La stele di Rosetta
La celebre stele in basalto nero fu la chiave attraverso la quale si giunse, intorno agli inizi dell’Ottocento, alla decifrazione dei geroglifici, rimasti un mistero sino ad allora. La stele, rinvenuta nel 1799 dalle truppe francesi nei pressi della città di Rosetta (Rashid) in Egitto, misurava circa 97 x 71 cm, per un peso di circa 680 Kg. Essa mostrava iscrizioni in tre diverse lingue: i geroglifici, il greco, ed il demotico, l’antica lingua egiziana dell’età tarda. Gli studiosi iniziarono a tradurre il greco e scoprirono che il testo si riferiva ad un decreto in onore del regno del faraone Tolomeo V, inciso intorno al 196 a.C., e che tale decreto era riprodotto sulla stele in caratteri sacri, popolari e greci. Studiosi di tutto il mondo si applicarono allo studio della stele, anche se le cose furono complicate dalla cattiva conservazione del reperto, che risultava danneggiato e mancante di una parte del testo geroglifico.

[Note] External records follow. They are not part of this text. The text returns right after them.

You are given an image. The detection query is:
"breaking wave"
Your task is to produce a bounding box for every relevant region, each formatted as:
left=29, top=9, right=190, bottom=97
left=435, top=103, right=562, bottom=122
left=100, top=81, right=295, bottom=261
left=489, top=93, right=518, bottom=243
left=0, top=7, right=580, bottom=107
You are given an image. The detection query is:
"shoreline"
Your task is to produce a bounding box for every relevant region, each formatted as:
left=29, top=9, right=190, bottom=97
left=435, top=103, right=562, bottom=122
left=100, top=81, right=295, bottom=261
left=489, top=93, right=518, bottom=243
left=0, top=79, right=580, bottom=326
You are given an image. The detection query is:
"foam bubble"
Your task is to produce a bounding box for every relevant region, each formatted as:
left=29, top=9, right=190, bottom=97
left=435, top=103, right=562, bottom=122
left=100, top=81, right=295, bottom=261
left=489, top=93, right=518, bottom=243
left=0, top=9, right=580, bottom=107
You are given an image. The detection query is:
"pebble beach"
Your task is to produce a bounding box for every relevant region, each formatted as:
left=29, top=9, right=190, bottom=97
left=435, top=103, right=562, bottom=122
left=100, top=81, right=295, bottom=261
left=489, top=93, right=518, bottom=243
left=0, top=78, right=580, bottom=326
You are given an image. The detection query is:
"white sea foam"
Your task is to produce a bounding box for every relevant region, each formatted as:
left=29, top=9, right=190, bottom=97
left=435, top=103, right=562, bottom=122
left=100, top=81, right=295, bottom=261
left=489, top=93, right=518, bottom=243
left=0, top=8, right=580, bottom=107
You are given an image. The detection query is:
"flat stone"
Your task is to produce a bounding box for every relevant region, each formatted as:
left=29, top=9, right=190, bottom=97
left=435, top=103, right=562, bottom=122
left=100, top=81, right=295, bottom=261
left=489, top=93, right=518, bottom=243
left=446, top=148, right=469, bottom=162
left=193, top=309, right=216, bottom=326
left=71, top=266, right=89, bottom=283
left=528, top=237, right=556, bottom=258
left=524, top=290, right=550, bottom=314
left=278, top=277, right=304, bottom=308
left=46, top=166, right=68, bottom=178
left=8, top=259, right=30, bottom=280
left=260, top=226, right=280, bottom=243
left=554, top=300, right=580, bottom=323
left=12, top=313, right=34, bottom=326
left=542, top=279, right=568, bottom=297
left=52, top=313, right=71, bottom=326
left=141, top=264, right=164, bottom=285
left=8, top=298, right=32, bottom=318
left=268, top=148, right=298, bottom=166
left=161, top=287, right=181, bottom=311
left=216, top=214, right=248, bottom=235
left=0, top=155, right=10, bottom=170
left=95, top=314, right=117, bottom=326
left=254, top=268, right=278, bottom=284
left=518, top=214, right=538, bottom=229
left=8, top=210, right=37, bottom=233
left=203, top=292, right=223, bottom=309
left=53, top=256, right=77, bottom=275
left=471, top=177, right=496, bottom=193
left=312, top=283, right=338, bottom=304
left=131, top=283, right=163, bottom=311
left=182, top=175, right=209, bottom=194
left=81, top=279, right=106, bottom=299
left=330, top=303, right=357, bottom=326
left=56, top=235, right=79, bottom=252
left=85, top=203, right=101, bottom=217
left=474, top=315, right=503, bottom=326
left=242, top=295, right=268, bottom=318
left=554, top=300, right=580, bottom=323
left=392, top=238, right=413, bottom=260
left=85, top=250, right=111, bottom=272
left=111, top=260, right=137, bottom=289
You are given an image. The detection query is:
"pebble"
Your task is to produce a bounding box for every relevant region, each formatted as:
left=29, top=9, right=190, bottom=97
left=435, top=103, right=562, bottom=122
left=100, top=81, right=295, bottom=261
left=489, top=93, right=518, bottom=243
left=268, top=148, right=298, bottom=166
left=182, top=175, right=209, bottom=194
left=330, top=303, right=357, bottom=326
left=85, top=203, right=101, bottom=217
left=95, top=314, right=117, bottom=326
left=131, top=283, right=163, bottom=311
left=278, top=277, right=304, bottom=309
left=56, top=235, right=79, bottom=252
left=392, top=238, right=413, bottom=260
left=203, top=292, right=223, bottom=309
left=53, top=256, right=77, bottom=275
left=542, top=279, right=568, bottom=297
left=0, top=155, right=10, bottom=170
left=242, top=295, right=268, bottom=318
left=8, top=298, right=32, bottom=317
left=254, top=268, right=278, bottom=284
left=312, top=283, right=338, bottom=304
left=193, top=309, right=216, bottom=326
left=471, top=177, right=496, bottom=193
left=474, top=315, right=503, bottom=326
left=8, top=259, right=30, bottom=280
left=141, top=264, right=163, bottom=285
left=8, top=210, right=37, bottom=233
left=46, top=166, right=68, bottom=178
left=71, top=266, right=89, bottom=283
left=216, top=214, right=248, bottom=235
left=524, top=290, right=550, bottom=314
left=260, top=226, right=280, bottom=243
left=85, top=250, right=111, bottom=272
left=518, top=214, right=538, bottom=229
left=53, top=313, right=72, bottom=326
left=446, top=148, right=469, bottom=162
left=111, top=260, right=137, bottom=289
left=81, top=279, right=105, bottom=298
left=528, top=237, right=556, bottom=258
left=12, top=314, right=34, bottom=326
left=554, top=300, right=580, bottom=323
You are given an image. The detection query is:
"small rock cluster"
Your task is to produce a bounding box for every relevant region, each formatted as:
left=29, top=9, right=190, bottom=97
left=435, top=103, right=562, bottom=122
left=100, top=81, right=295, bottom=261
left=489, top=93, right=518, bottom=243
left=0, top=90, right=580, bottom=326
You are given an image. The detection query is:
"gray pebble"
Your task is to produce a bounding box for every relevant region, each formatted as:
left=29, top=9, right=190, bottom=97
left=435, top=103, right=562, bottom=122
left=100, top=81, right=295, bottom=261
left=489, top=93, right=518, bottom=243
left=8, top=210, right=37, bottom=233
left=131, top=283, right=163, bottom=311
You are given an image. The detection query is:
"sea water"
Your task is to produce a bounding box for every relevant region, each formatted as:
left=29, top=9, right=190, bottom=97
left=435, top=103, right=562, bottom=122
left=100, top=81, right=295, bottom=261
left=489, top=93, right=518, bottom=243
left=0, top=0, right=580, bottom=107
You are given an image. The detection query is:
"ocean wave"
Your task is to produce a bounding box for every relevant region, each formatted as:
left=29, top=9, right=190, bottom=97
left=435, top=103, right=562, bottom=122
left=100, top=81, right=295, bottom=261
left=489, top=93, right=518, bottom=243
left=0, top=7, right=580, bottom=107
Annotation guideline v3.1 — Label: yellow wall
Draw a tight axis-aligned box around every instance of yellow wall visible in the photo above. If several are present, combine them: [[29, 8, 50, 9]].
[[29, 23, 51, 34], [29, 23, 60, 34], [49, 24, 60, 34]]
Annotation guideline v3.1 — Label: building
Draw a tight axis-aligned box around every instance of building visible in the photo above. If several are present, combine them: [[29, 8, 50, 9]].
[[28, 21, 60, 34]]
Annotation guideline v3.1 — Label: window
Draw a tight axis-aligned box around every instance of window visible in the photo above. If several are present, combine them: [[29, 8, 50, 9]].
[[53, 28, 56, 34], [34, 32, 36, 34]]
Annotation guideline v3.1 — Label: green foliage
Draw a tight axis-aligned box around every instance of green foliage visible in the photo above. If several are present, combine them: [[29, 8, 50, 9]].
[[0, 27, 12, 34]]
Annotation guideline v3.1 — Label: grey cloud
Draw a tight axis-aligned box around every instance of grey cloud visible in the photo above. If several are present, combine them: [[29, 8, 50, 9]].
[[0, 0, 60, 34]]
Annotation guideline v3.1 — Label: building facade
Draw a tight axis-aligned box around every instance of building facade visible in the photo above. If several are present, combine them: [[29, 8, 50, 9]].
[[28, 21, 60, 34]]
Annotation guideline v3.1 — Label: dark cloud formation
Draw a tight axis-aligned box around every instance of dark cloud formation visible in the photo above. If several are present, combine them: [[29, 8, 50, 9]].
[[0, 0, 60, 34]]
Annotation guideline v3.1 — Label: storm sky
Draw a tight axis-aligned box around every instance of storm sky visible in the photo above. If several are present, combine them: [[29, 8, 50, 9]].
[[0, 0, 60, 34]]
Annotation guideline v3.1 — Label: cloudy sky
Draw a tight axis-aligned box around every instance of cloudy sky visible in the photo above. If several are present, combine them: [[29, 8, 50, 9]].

La maggiore difficoltà relativa alla traduzione dei geroglifici fu di capire se questi avessero un significato fonetico, oppure se a tali segni corrispondessero interi concetti, verbi o cose. Tra gli studiosi che vi si applicarono i successi maggiori furono raggiunti dall’inglese Thomas Young e dal francese Jean-Francois Champollion, il quale, dedicandovisi completamente, nel 1822 giunse alla traduzione completa di questa antica lingua. Egli, basandosi sulle scoperte di Young, e grazie ad una buona conoscenza delle lingue antiche, tra cui il demotico ed il copto, arrivò all’interpretazione dei segni geroglifici partendo da alcuni simboli ricorrenti, come i nomi dei faraoni, per giungere poi alle parole più semplici. Egli infatti capì che la lingua, inizialmente a carattere ideografico, ovvero in grado di rappresentare attraverso simboli idee, concetti ed azioni, si era arricchita di elementi fonetici. In seguito a tale scoperta Champollion, nel 1830 partecipò ad una spedizione scientifica in Egitto e divenne responsabile del dipartimento delle antichità egiziane. La stele, oggi conservata presso il British Museum di Londra diede un forte impulso alla conoscenza ed allo studio dell’antico Egitto, dando vita alla nascita dell’egittologia moderna.